Pour la salle des coffres de 33³, une moquette rougeâtre et un peu vieillissante remplace le parquet de ce bureau. Le plafond de la salle des coffres est légèrement plus élevé et a été réalisé à partir de dalles de faux plafond similaires. Néanmoins, il n'y a pas de spots encastrés, ni de néons au dessus des coffres-forts. À La Roche-sur-Yon, seuls des spots fixés sur les murs éclairent la pièce.

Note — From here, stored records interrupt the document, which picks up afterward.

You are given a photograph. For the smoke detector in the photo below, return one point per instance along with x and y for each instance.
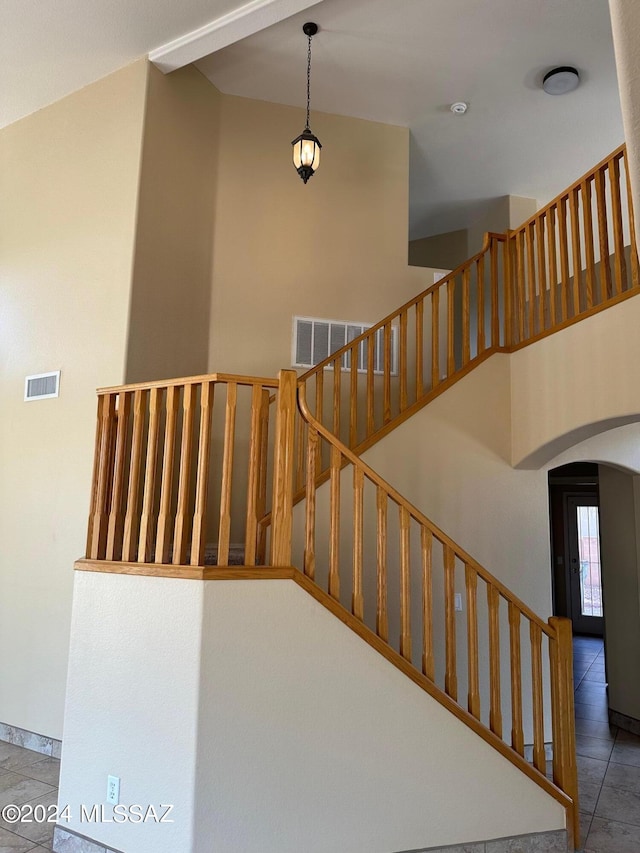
(561, 80)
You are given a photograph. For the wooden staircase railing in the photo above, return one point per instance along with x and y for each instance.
(379, 550)
(169, 479)
(180, 481)
(520, 287)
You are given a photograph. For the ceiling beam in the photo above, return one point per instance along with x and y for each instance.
(236, 25)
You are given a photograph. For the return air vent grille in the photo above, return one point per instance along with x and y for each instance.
(315, 339)
(41, 386)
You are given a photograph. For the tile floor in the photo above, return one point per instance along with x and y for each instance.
(608, 772)
(608, 760)
(27, 777)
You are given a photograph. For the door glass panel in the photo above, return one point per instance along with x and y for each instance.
(589, 554)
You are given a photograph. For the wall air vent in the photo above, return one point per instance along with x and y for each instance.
(41, 386)
(315, 339)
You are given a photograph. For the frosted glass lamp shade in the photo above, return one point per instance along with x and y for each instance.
(306, 154)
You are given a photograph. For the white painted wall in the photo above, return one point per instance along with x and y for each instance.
(271, 725)
(575, 383)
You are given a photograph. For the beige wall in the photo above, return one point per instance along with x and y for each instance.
(68, 182)
(334, 248)
(264, 701)
(594, 390)
(169, 324)
(444, 251)
(620, 512)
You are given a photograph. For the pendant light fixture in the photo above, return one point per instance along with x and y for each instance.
(306, 147)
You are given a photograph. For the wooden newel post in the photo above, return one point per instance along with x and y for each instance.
(283, 466)
(565, 773)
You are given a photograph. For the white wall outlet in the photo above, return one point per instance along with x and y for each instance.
(113, 790)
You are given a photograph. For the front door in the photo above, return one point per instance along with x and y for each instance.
(585, 577)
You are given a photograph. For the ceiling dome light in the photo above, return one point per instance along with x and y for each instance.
(561, 80)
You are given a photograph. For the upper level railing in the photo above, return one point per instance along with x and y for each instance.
(175, 474)
(574, 257)
(383, 376)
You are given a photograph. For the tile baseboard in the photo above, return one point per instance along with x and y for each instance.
(554, 841)
(30, 740)
(622, 721)
(67, 841)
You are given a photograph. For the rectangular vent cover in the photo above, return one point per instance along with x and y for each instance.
(41, 386)
(315, 339)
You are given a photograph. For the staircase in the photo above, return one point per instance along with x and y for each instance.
(272, 477)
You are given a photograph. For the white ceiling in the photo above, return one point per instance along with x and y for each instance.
(395, 61)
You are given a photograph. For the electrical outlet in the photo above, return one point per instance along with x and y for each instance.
(113, 790)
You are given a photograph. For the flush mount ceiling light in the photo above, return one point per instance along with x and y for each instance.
(306, 147)
(561, 80)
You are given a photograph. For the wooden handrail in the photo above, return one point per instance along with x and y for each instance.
(156, 496)
(555, 635)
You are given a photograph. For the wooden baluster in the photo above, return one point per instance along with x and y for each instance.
(450, 677)
(587, 224)
(520, 284)
(300, 447)
(553, 265)
(310, 504)
(357, 600)
(94, 478)
(565, 771)
(575, 244)
(334, 528)
(495, 295)
(419, 349)
(517, 733)
(116, 516)
(542, 272)
(184, 478)
(435, 338)
(337, 395)
(405, 584)
(539, 760)
(451, 353)
(466, 312)
(495, 702)
(471, 579)
(319, 411)
(99, 524)
(635, 266)
(320, 396)
(145, 540)
(353, 401)
(387, 373)
(164, 515)
(619, 261)
(224, 532)
(261, 551)
(480, 305)
(564, 260)
(531, 278)
(402, 366)
(382, 619)
(129, 541)
(198, 534)
(371, 360)
(282, 501)
(603, 236)
(428, 663)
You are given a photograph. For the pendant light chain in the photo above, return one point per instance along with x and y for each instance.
(308, 79)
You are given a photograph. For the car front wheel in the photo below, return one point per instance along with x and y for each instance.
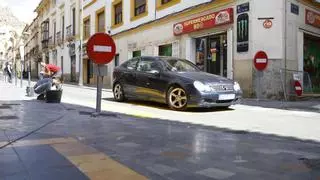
(177, 98)
(118, 92)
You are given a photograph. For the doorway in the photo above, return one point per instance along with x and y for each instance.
(73, 69)
(211, 54)
(311, 60)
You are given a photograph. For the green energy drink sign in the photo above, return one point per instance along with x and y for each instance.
(243, 33)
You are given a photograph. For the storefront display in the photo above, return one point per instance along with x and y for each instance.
(311, 63)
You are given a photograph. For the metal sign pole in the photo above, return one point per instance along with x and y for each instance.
(259, 75)
(99, 90)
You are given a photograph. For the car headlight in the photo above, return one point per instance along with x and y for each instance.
(236, 86)
(201, 87)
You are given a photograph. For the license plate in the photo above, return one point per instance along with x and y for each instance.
(227, 96)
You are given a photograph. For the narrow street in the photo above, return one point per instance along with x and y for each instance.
(134, 141)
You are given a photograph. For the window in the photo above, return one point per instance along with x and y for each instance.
(101, 22)
(139, 7)
(54, 32)
(116, 60)
(86, 28)
(136, 53)
(118, 13)
(165, 50)
(62, 26)
(163, 4)
(73, 21)
(131, 64)
(148, 66)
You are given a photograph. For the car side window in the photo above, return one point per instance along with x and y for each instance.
(148, 66)
(131, 64)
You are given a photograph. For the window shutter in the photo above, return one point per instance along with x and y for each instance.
(176, 49)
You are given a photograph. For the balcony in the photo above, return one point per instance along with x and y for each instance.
(44, 44)
(59, 39)
(51, 43)
(70, 33)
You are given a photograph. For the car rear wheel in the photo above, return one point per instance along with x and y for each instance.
(177, 98)
(118, 92)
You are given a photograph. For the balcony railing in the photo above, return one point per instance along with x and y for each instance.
(51, 43)
(59, 38)
(70, 33)
(44, 44)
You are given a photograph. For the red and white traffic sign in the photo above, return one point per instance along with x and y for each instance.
(101, 48)
(261, 60)
(298, 88)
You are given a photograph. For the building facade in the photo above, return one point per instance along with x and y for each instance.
(221, 37)
(58, 30)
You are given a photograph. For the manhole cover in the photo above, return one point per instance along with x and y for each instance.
(86, 113)
(311, 163)
(236, 132)
(5, 107)
(8, 117)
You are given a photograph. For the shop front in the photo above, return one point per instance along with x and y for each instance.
(311, 53)
(210, 47)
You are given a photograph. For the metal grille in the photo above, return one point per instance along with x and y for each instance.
(221, 87)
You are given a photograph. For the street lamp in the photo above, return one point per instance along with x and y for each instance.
(14, 58)
(24, 36)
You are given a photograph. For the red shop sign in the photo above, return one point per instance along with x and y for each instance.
(312, 18)
(204, 22)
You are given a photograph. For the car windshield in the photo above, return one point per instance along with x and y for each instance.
(180, 65)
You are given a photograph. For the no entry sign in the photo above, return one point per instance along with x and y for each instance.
(101, 48)
(298, 88)
(261, 60)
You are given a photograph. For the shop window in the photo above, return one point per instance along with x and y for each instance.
(116, 60)
(136, 53)
(117, 13)
(100, 20)
(165, 50)
(163, 4)
(86, 28)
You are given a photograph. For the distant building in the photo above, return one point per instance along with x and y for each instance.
(57, 35)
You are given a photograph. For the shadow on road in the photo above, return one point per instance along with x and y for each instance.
(162, 106)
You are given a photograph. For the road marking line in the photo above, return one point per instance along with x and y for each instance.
(96, 165)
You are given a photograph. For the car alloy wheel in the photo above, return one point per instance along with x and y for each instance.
(118, 92)
(177, 98)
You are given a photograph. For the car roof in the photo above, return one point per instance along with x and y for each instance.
(159, 57)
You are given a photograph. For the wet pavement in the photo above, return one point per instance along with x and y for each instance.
(61, 141)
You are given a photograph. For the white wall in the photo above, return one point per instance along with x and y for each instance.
(296, 27)
(270, 40)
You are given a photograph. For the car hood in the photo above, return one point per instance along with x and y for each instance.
(204, 77)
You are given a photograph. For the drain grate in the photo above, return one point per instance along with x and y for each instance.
(5, 107)
(236, 132)
(8, 117)
(311, 163)
(86, 113)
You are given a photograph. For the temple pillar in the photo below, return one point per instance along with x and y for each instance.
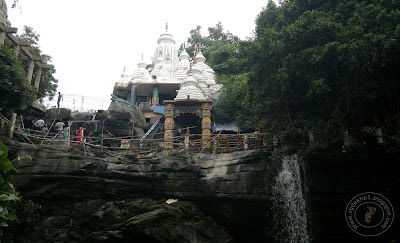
(16, 49)
(169, 126)
(206, 125)
(30, 70)
(155, 100)
(2, 37)
(38, 75)
(133, 94)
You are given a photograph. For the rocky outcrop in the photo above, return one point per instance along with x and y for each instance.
(121, 111)
(97, 198)
(132, 220)
(58, 113)
(55, 171)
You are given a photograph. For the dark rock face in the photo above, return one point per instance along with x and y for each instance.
(97, 199)
(119, 111)
(58, 113)
(58, 170)
(131, 220)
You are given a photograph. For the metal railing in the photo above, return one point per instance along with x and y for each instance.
(78, 103)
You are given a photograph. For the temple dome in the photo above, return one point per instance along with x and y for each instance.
(189, 90)
(200, 58)
(4, 14)
(166, 37)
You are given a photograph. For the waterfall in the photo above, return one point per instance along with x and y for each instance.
(289, 204)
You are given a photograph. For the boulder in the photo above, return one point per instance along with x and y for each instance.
(118, 110)
(81, 116)
(58, 113)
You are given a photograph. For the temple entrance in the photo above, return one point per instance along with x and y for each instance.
(185, 120)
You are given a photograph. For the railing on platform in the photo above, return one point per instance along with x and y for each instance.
(220, 143)
(78, 103)
(144, 106)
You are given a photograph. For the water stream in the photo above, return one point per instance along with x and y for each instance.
(289, 202)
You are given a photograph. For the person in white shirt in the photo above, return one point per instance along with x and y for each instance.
(60, 127)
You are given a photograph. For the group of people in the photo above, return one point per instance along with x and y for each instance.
(58, 129)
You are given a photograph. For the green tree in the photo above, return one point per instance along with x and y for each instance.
(7, 191)
(16, 92)
(48, 83)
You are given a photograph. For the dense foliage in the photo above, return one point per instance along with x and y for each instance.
(48, 83)
(15, 90)
(7, 192)
(320, 66)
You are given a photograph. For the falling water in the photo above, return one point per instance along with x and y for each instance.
(289, 203)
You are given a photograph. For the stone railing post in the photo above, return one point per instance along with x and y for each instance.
(379, 135)
(246, 142)
(12, 125)
(30, 70)
(37, 78)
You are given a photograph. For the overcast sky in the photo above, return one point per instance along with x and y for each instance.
(92, 40)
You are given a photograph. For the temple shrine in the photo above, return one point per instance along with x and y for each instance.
(178, 88)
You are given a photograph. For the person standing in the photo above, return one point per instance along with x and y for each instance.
(66, 132)
(81, 131)
(39, 124)
(59, 99)
(60, 127)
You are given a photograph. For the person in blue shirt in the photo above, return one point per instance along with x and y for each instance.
(59, 99)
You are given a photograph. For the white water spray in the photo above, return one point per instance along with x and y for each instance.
(288, 198)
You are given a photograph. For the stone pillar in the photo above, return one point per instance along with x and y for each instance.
(12, 125)
(246, 142)
(169, 126)
(133, 94)
(379, 135)
(346, 138)
(310, 138)
(206, 125)
(187, 142)
(38, 75)
(30, 70)
(155, 100)
(16, 50)
(2, 37)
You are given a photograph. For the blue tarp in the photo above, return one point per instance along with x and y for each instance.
(159, 109)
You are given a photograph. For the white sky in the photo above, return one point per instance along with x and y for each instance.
(92, 40)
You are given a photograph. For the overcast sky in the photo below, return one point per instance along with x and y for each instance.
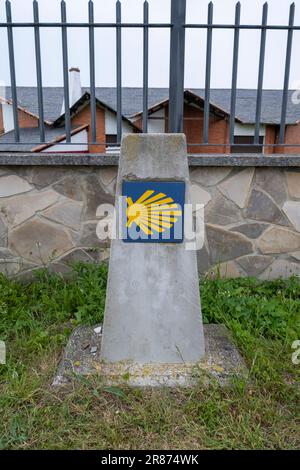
(159, 44)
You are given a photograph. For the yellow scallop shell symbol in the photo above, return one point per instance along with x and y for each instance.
(152, 212)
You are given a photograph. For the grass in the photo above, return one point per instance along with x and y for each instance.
(37, 318)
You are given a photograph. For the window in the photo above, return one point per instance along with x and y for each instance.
(247, 144)
(111, 139)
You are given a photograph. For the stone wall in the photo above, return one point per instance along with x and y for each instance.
(252, 215)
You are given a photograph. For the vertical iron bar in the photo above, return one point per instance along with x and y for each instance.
(234, 71)
(207, 74)
(145, 67)
(12, 70)
(39, 70)
(261, 73)
(287, 74)
(177, 50)
(92, 71)
(119, 71)
(65, 71)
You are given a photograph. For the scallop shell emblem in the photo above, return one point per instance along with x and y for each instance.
(152, 212)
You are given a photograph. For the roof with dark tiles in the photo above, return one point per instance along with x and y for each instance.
(132, 99)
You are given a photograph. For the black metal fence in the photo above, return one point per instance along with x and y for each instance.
(178, 28)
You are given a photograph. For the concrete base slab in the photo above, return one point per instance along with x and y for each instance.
(82, 357)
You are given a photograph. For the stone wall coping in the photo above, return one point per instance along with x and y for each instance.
(98, 159)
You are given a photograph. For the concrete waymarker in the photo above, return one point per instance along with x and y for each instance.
(153, 313)
(152, 333)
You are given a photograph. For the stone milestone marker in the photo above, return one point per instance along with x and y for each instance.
(152, 314)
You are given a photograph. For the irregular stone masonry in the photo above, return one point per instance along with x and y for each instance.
(252, 215)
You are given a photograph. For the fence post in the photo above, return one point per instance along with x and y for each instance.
(177, 52)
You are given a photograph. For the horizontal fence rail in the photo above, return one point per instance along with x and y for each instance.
(177, 26)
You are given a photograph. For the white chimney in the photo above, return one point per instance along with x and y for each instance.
(75, 91)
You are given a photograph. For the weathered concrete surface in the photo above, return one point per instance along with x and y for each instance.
(222, 361)
(153, 312)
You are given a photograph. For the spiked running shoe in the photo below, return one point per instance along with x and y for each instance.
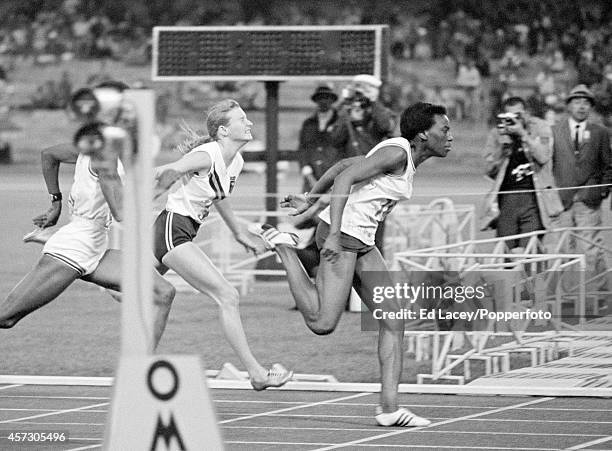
(402, 417)
(39, 235)
(272, 237)
(277, 376)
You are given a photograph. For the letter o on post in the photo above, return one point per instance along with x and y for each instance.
(175, 380)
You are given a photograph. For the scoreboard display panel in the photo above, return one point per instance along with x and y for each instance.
(265, 53)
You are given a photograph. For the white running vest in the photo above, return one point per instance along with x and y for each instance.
(195, 192)
(370, 201)
(86, 199)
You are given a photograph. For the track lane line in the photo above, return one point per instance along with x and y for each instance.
(487, 448)
(58, 412)
(85, 447)
(6, 387)
(592, 442)
(440, 423)
(287, 409)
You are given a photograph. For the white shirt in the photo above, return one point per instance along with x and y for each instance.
(195, 192)
(370, 201)
(86, 199)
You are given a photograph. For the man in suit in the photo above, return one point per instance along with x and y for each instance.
(518, 156)
(582, 159)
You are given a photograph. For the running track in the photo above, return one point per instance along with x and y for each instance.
(293, 420)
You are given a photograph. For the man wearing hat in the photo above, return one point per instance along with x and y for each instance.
(316, 153)
(363, 122)
(581, 159)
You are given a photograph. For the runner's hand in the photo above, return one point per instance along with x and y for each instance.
(297, 201)
(50, 217)
(331, 249)
(164, 178)
(249, 245)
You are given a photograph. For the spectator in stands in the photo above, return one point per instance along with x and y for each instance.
(363, 122)
(582, 158)
(316, 152)
(469, 81)
(518, 157)
(603, 96)
(589, 71)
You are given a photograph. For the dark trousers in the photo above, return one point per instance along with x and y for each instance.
(518, 213)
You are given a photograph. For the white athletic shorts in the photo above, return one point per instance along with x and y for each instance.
(80, 244)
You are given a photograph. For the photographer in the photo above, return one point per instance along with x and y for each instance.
(518, 156)
(363, 122)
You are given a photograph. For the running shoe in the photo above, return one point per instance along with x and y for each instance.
(39, 235)
(277, 376)
(402, 417)
(271, 236)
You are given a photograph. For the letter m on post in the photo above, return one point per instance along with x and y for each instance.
(167, 432)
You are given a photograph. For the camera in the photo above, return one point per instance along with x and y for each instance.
(507, 119)
(353, 97)
(106, 118)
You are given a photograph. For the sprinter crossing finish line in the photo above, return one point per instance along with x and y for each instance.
(161, 402)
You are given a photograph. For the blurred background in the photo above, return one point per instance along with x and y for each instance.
(538, 50)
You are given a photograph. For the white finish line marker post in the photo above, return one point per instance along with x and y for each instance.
(159, 402)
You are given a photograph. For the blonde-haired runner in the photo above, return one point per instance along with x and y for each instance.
(206, 176)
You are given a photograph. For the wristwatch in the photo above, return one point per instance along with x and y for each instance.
(55, 197)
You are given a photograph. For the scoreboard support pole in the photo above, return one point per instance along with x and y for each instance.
(272, 88)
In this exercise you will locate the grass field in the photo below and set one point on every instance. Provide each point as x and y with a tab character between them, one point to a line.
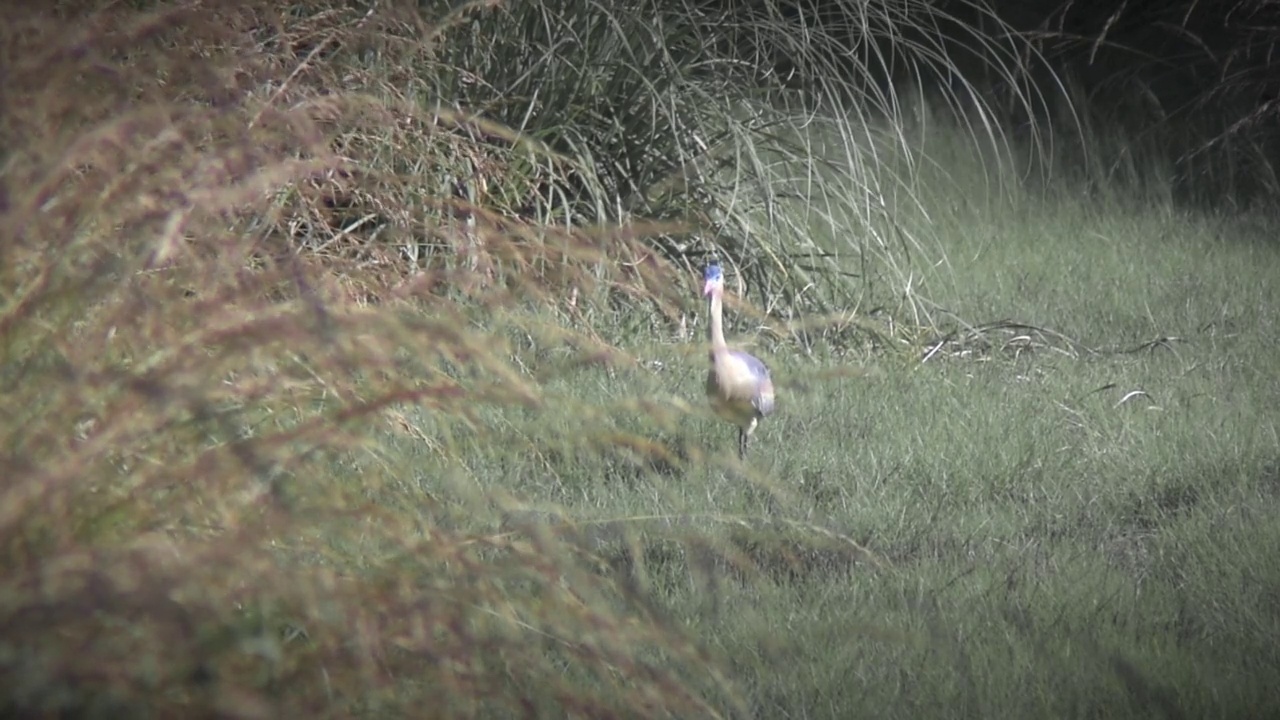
1025	461
1072	513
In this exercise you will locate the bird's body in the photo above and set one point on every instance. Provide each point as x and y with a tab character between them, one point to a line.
737	383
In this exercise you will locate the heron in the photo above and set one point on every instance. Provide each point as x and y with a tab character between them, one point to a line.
737	383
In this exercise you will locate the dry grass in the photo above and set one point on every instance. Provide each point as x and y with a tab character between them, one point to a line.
178	381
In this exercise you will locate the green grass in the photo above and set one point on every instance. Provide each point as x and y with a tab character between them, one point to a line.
1048	545
1025	460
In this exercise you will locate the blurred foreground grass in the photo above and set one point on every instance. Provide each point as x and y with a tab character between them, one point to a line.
251	473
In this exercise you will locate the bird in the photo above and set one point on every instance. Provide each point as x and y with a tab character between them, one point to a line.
737	383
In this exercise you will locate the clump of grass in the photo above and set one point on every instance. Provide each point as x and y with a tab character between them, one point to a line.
181	384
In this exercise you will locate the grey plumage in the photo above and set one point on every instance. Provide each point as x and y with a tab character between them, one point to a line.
737	383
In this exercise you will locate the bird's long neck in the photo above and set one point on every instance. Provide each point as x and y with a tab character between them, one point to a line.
716	328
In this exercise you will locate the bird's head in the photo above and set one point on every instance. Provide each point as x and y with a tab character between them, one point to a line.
713	278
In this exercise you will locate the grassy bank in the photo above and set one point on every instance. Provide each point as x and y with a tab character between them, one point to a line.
297	420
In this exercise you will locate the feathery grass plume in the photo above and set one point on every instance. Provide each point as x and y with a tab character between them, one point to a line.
672	113
195	516
1175	98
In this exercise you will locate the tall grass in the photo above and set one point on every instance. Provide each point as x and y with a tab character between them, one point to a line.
346	369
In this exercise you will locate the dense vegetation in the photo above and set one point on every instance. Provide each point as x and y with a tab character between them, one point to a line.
351	364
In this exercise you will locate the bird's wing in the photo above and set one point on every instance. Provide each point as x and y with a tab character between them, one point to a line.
754	364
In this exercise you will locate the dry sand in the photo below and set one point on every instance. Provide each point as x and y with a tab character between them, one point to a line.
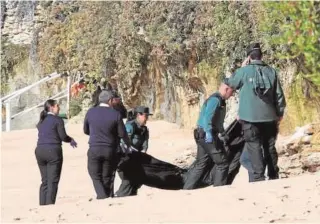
287	200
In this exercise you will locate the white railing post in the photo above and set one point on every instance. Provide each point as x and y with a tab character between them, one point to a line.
68	96
8	116
1	116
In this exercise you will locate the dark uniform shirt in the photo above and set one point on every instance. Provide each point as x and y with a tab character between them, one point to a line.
212	114
51	132
105	127
139	135
249	79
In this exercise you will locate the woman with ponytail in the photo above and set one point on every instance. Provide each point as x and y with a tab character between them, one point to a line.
51	134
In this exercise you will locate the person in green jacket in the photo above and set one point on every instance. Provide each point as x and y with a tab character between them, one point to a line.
261	108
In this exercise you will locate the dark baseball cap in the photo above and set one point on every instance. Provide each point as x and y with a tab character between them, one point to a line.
252	47
105	96
142	110
226	81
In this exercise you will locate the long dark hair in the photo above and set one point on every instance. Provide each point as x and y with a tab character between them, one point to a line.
44	113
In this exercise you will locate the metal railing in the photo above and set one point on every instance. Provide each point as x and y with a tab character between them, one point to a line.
7	99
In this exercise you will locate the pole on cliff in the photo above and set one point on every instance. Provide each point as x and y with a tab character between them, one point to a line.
68	96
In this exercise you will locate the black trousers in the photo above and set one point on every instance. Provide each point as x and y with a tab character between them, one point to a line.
102	165
50	165
260	140
204	163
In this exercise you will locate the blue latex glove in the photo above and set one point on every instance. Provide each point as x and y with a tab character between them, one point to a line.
209	137
73	143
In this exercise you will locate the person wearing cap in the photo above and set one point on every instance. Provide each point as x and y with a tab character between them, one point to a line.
105	127
210	150
116	103
139	138
261	108
137	129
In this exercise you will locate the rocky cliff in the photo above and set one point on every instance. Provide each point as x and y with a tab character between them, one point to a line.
169	56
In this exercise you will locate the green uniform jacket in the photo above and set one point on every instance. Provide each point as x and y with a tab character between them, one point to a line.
139	135
252	108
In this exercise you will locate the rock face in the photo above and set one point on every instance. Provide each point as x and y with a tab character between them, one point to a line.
300	152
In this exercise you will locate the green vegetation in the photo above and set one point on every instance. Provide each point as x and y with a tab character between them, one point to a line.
11	57
138	45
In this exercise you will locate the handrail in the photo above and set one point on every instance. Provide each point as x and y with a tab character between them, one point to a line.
53	97
20	91
31	108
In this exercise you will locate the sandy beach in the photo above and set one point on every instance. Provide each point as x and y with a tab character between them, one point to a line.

Derniers éléments, une chaise et un bureau sont accolés à un mur sans coffre- fort. Le modèle de la chaise dans la salle des coffres est très proche du modèle photographié ci-dessus. De couleur bleue, elle est cependant un peu plus large et son dossier est plus court. La chaise n'est pas en bon état mais reste fonctionnelle. Sur le bureau de la salle des coffres en formica beige, on trouve trois éléments : un téléphone, une balance à deux plateaux et une compteuse de billets. Ce matériel est mis à disposition pour les clients.